Parte 3
O inferno foi inventado em 1314 por um florentino encrenqueiro chamado Dante Alighieri. É um edifício de nove andares, sendo o primeiro no nível térreo, o segundo logo abaixo, e assim sucessivamente. Lá Dante aprisionou para sempre seus desafetos e outros pecadores. Claro que o conceito teológico cristão de inferno é anterior a Dante, mas a imagem deste condomínio de torturas aprofundando-se terra adentro é conhecida mesmo por aqueles que nunca leram Dante. Mais de 700 anos passaram e ela perdura no nosso imaginário. Como ele fez isso?

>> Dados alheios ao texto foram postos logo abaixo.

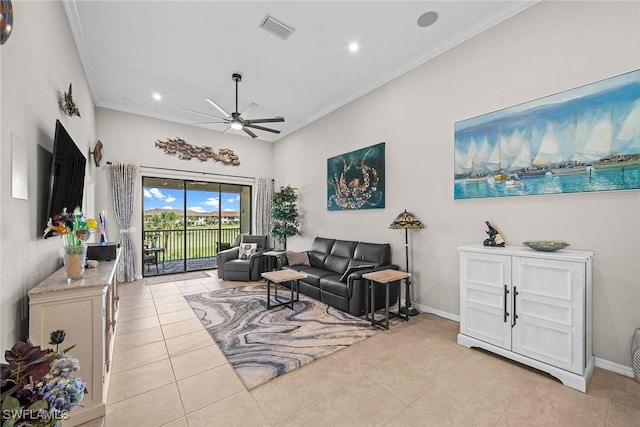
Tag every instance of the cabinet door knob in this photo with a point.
(506, 313)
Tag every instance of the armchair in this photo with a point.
(230, 267)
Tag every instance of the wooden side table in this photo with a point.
(279, 277)
(385, 278)
(273, 255)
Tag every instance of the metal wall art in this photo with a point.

Fora o fato de ser um escritor brilhante, cheio de rancor (um grande motivador), e muito culto, não sei. Algumas dicas: como fio narrativo ele usou o maior medo de sua época, o de ser barrado às portas do Paraíso. Se fosse hoje, ele imaginaria uma distopia onde o pecador não tem acesso a redes sociais, nunca mais, ad infinitum - já imaginou? Também não teve pudor nas descrições dos castigos, elas são dignas de um Tarantino (Tarantino é que bebe na fonte de Dante). Usou suas experiências dramáticas de exílio e ostracismo político para explorar temas de justiça, moralidade e a jornada da alma, ou seja, questões atemporais. Mas conseguiu algo ainda maior: quando as palavras não bastavam, ele criava novas. Palavra vai, palavra vem, e eis que ele criou o italiano. Não do zero, claro, mas antes de Dante não havia uma língua italiana. Portanto todo escritor italiano - e todo falante de italiano - tem uma dívida com Dante Alighieri. Da mesma forma, quem fala espanhol tem essa dívida com Cervantes; quem fala russo, com Pushkin; quem fala inglês, com Shakespeare. Mas isso é tema para vários outros ensaios. A questão aqui é: como a literatura italiana, uma das tradições literárias mais profundas e influentes da cultura ocidental, chegou ao ponto de diversidade e densidade que tem hoje?